When apples are soft blend until smooth. Cool

Serve as a light meal or snack. Fun for your children this mid term break!

Tip : If you prefer a savoury potato pancakes add chopped ham and grated cheese to the mixture before frying and serve with a side salad. Makes a tasty lunch.

JONATHAN’S PANCAKE LUNCH

My 7 year old son Jonathan asked if he could have potato pancake for lunch yesterday. A big one that would fill the whole frying pan. I try as much as possible to keep him from eating gluten. So I was happy with the idea. He grated 1 potato, used 1 egg, 1tsp gluten free flour, a little sea salt and oil for frying.
We spread the mixture and flattened it with a fork as it is not as running as normal pancake batter. He cooked it for about 5 min each side. Using an egg lifter we flipped it over. While the potato pancake was cooking, we peeled an apple & stewed it in a little water adding some cinnamon. Once cooked I helped him blend the apple. He added extra cinnamon on top… and Voila ! He was so proud that he made his very own lunch and ate it all up.

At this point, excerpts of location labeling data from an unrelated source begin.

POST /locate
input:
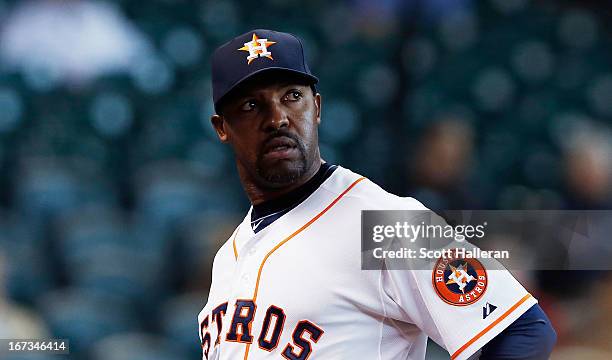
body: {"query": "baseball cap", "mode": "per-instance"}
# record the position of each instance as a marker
(252, 53)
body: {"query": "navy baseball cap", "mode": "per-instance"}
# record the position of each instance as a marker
(252, 53)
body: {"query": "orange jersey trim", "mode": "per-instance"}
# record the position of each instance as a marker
(310, 222)
(234, 243)
(491, 326)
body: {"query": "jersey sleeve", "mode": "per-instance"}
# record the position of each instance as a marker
(460, 321)
(460, 302)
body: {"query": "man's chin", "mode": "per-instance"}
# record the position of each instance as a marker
(281, 173)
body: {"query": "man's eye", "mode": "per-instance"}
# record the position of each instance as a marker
(293, 95)
(248, 105)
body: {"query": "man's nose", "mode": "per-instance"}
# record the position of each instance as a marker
(276, 118)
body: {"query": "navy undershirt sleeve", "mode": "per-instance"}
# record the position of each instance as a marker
(530, 337)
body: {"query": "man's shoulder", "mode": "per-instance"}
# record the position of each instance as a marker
(369, 195)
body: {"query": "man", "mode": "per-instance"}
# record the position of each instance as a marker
(288, 283)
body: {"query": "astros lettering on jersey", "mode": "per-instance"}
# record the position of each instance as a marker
(295, 290)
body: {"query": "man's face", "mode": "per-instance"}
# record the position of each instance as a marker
(272, 126)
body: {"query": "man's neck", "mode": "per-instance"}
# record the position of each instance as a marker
(258, 195)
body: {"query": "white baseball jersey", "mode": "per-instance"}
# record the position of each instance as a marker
(295, 290)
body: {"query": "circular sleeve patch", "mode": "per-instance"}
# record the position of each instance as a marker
(459, 281)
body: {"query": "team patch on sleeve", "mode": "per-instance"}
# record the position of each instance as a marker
(459, 281)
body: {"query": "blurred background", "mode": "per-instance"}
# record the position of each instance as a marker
(115, 193)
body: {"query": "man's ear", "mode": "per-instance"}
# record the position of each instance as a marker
(317, 99)
(218, 123)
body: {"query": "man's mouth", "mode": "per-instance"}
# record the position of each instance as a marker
(281, 147)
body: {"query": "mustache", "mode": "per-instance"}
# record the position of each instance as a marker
(282, 133)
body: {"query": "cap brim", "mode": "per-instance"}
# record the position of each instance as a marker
(302, 74)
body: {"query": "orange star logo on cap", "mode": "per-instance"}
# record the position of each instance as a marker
(257, 48)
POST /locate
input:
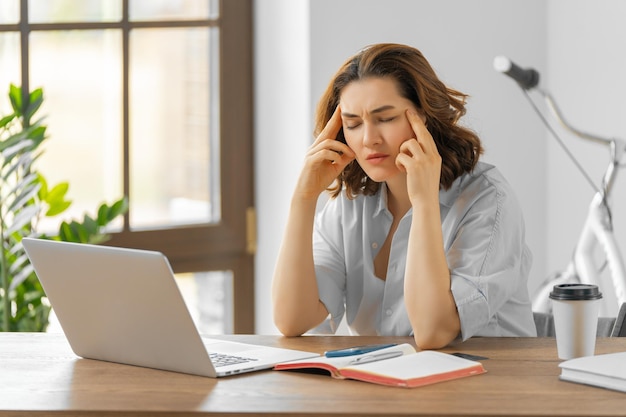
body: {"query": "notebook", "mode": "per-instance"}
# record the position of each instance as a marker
(124, 305)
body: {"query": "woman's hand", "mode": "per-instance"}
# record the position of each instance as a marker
(324, 161)
(421, 161)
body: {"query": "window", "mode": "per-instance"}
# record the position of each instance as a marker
(151, 99)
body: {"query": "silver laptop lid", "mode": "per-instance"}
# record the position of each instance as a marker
(119, 305)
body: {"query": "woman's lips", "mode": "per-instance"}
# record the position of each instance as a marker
(376, 158)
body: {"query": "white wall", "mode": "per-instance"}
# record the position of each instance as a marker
(300, 44)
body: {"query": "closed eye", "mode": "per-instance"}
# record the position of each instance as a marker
(352, 126)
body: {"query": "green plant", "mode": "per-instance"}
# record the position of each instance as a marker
(25, 198)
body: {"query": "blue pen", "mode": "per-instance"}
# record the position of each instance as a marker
(375, 357)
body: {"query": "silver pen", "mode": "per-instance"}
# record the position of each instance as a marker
(375, 357)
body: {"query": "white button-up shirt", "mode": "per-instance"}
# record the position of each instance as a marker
(489, 261)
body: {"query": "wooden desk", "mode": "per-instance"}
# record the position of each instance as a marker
(39, 375)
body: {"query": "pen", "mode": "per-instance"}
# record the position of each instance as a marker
(375, 357)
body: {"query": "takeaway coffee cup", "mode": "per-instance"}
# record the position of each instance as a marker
(575, 309)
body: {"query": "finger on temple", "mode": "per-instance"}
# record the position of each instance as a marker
(332, 128)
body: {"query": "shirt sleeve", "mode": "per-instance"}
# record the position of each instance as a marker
(329, 259)
(488, 258)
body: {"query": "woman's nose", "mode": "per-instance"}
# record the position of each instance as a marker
(371, 135)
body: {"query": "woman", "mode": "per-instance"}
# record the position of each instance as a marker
(419, 237)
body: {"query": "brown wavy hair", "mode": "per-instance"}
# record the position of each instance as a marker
(458, 146)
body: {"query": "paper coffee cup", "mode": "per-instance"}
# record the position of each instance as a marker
(575, 308)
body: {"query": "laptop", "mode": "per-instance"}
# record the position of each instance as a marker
(124, 305)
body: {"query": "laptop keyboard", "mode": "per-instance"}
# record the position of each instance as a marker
(222, 359)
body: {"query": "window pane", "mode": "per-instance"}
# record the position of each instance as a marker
(55, 11)
(9, 12)
(172, 133)
(80, 73)
(9, 68)
(172, 10)
(209, 297)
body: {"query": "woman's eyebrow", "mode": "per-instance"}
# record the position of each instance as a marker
(380, 109)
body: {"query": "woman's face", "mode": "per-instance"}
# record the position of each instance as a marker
(375, 124)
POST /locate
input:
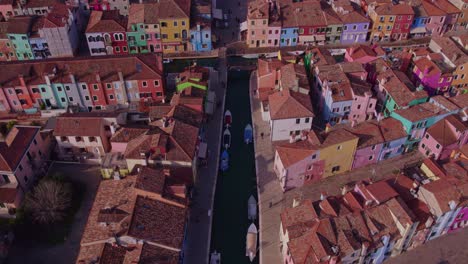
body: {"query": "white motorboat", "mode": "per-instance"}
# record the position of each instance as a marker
(252, 208)
(251, 242)
(227, 138)
(215, 258)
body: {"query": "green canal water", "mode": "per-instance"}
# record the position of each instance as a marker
(234, 187)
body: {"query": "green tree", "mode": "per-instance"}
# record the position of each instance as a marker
(48, 202)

P.S He did grate a little bit of his thumb in the process, but it was worth it. LOL

Delicious Pesto

This delicious home made pesto is so yummy, you’ll struggle to keep it in the fridge.

Ingredients:

56g Fresh Basil leaves
100ml-200ml Olive Oil
50g grated Parmesan
1 tsp Herbamare or sea salt
pinch of pepper ( optional)
2 cloves Garlic
12 pan fried pine nuts (optional)

Wash fresh Basil. Trim off stalks off and place wet leaves
into a small pot & blanch for 1 min.
This allows the basil to retain its bright green color.
Wait 5 min to cool down.
Add all other ingredients and blend until smooth.

Transfer into well washed glass jar top with a little Olive Oil & Voila ! Pesto !
Store in fridge until needed.

Tip : Personally I make my pesto without pine nuts & it tastes great! However I have heard that pine nuts improve the flavor, so if you have you spare fresh pine nuts in your pantry, dry fry or roast a handful & add to the other ingredients just before blending.